I will start this week with validation which is to substantiate; confirm; or give approval. Growing up in an abusive home the word validate was not in the family vocabulary. In fact, it has not been in many people’s families that I have worked with. In my household it seemed that I could never do anything right. Nothing I did was never good enough. I would bring home a report card with three “A’s” a “B” and a “D.” nothing would be said about the “A,s” and “B,” however I would here all about the “D” and how I was a screw up.
Here is an extreme but true example:
My mother and stepfather went to Hawaii for a week. While they were gone, they allowed me to use my stepfathers truck to go skiing in Mammoth, CA. I arrived home a couple days prior to them. So, to show my appreciation to them for the use of my stepfathers truck I did a couple of things. First, I washed and waxed my stepfathers’ truck. Next, I cleaned our entire hose, upstairs and downstairs including washing all the windows. I’d be lying if I said I didn’t have an ulterior motive. The reality is I was hoping this time they would appreciate, acknowledge and validate me for what I had done. When they arrived home the first thing the saw was the clean truck, of course I had to point it out to them. What I got was a halfhearted thank you. After telling them I cleaned the whole house including all the windows, my stepfather inspected it. All I was told was “You missed a spot on the window.” Not a thank you or kind word for anything I had done.
This was the story of my entire childhood and teenage years. Nothing I ever did was good enough. My fears, voice, feelings, and emotions were never validated, but always discounted.
I believe that if we are not getting acknowledged or validated as children or teens at home, we will seek it outside of the home. It could be at school by becoming a perfect student to impress a favorite teacher, professor or girl. It could be by excelling in sports to receive acknowledgement and validation from your teammates, coach or a girl. For myself, I struggled in school because of low self-esteem issues and although I loved playing baseball and was good at it, I was picked on by not only my teammates, but also by my coach. Desperate to be accepted, acknowledged, approved and validated I turned to the ones I surfed with. Drugs, alcohol and parties were a big part of that community. If all I had to do was do a line of cocaine and drink a little booze to be accepted, acknowledged, approved and validated, then count me in, even though it went against everything I knew was right and believed in.
Throughout my life and into my late forties this pattern continued.

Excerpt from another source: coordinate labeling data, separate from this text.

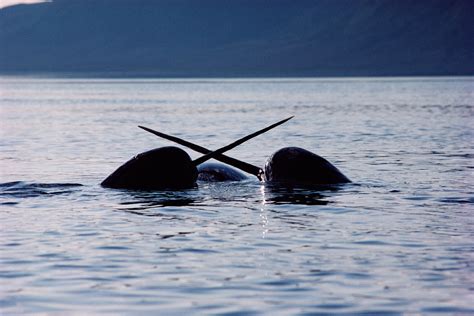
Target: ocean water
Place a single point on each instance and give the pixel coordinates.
(399, 239)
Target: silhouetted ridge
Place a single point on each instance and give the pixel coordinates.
(240, 37)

I became a chameleon. In the world of business, I would do whatever it took to be accepted and win others approval. In my personal life I would do the same thing, even if it meant going against all my morals, ethics, values, and beliefs. After all this is what all the successful business men whose circle I was in did. Eventually my behavior led me to nearly losing my family and everything I worked for. All that I had achieved did nothing to fill the hole in my soul from the loss of my father and the years of abuse I suffered. None of what had happened to me had ever been acknowledged or validated. My inner child was screaming for acceptance and validation.

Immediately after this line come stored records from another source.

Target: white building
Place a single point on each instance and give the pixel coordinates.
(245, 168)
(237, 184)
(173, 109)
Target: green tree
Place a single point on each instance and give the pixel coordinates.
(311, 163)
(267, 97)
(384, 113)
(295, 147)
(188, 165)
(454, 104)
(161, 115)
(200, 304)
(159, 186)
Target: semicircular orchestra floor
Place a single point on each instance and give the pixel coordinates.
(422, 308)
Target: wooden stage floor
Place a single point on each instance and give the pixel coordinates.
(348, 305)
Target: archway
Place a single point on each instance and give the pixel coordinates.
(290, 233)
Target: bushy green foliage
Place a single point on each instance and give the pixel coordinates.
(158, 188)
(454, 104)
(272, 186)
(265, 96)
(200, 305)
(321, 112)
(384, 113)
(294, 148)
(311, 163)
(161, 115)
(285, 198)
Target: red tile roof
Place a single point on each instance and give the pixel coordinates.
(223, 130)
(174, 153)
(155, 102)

I had become absolutely exhausted emotionally and spiritually. Something had to change and change fast. It was time to get help, but where and how? It was suggested I go to Alcoholics Anonymous, but I wasn’t one of those people. My therapist finally suggested the Betty Ford Center and the next day I contacted them and made arrangements to check in. When I started talking about my abuse with my counselor and peers, I was met with nothing but empathy. No one told me to get over it, it happened over thirty years ago. It’s time to move on. No one told me I just need to forgive, forget and move on. When I said I was angry at God, my mother and stepfather, I was told I had a right to be angry and we’re going to help you work through that anger. For the first time in my life I was acknowledged, accepted, and validated. For the first time in my life, I had hope that I could heal the scars of my abuse. For the first time in my life, I knew what it was like to be loved on a whole new level.

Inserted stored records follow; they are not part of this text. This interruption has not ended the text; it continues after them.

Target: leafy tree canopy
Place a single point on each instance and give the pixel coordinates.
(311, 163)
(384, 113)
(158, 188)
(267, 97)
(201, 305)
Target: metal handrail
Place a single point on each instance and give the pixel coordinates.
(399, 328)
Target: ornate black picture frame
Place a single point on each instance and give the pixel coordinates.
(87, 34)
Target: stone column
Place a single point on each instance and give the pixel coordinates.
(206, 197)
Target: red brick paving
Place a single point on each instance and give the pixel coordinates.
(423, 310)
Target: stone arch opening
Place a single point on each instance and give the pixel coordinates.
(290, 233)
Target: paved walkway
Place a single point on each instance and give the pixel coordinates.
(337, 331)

Recovery from addiction is hard enough. But when you add the underlying component of sexual abuse, especially with men, it can seem impossible. Male survivors of sexual abuse have to be treated with gentle guiding hands and a gentle heart. We don’t need to be told what we need to do, we know we need to work through our issues. Telling a survivor to grow up, forgive, forget and move on only creates more shame. What male survivors need more than anything is to be heard without trying to fix them. The most important thing, however, is to validate them as human beings. Validate their feelings and existence. Acknowledge their pain and fear. Assure them there is hope for them if they’re willing to do the work. Your first encounter with a sexual abuse survivor, male or female, can either help to move them towards healing or send them right back the rabbit hole of shame and isolation. It was only when my feelings and life were validated that my healing journey began and soon rose to a whole new level.